2020, Single-Channel Video 

Driving Movie speaks about the relation between reality and spectacle (specifically cinema). The title refers to the movie fragments from Part 1 as well as to the driving clips from Part 2. Most significantly, it refers to the work’s composition, as both Part 1 and Part 2 are shown as projections in a room of which we can see only the ceiling, most likely a cinema hall. The projections are off centred as though the viewer is looking from the side of the cinema hall. The distanced position that the viewer is placed, this second-hand viewing, comments on the effect spectacle has onto reality and perception.

Part 1: Marion’s Rear Car Window uses clips from Hitchcock’s film “Phsycho” as runaway Marion Crane drives towards Bates Motel. The original clips from Hitchcock’s film show Marion at the centre of the frame and of our interest; what happens outside the car is of secondary importance to the story. On the contrary, in Part 1 we only see the fragment of the road visible through the car’s rear window. Here, fragmentation implies the subjective element (what one sees in a movie is a fragment, a projection of what each viewer wants to see), the objective (what one sees in a movie is framed by what the movie wants to communicate) and the rational/irrational (the impact of a movie does not lie in the “centre” but in the “background”, behind the obvious, in what the obvious really means and which is subconsciously internalised in the viewer).

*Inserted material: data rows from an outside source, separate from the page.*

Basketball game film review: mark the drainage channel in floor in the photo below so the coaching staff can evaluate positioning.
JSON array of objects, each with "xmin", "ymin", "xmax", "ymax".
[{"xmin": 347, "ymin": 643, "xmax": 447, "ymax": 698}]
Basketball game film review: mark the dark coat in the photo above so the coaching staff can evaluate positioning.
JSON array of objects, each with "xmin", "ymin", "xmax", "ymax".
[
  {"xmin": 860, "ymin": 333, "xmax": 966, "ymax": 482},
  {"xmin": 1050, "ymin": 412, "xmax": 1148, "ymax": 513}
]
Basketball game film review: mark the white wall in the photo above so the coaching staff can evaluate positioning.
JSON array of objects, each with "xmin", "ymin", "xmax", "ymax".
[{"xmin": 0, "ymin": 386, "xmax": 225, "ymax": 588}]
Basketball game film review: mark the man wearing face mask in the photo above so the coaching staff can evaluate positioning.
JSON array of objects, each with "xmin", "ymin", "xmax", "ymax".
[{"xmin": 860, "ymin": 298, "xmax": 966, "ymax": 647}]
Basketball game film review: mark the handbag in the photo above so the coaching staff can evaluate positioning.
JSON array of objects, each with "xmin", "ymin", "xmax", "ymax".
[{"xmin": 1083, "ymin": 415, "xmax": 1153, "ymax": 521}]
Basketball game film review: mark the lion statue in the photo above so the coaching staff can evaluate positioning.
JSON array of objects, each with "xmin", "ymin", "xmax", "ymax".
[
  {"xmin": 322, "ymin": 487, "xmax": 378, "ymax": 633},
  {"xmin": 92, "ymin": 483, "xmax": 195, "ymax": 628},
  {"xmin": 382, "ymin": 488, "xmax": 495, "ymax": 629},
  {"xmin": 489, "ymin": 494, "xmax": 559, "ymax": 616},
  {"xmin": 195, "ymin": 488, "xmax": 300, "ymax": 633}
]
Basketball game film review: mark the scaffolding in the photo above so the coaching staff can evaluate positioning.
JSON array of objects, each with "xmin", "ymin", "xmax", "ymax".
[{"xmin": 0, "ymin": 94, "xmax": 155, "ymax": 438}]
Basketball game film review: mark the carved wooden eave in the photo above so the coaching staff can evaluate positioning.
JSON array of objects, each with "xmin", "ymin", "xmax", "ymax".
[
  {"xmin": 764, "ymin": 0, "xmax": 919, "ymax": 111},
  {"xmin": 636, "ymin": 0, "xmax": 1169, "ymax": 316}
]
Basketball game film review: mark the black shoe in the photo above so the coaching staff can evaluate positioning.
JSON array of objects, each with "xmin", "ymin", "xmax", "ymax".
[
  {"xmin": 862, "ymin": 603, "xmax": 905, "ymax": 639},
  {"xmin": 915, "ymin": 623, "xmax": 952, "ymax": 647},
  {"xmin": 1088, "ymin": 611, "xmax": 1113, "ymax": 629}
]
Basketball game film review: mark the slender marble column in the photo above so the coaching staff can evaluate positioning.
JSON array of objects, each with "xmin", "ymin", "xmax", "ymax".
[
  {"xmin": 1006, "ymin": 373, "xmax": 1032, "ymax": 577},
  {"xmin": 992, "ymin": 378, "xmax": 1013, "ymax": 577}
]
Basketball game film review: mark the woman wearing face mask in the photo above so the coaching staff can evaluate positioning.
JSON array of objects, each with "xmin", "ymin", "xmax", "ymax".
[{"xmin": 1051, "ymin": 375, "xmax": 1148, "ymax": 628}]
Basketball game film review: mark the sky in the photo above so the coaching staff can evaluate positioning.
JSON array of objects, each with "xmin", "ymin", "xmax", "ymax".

Part 2: Reality Upon Marion Reclaimed uses clips from inside a car taken with a mobile camera. Its “amateuristic style” alludes to reality, but how real is this reality? Part 2 inherits an aura from spectacle and becomes cinematic as well. To the extent that reality draws from spectacle, Marion (the spectacle) has reclaimed reality and has transformed it. To the extent that reality is at the end of the day something not fictional, reality has re-claimed reality from Marion, but this recovery has brought another transformation: As the aura of spectacle slowly fades away, the video becomes more and more aggressive in a desperate attempt to stick to the spectacle.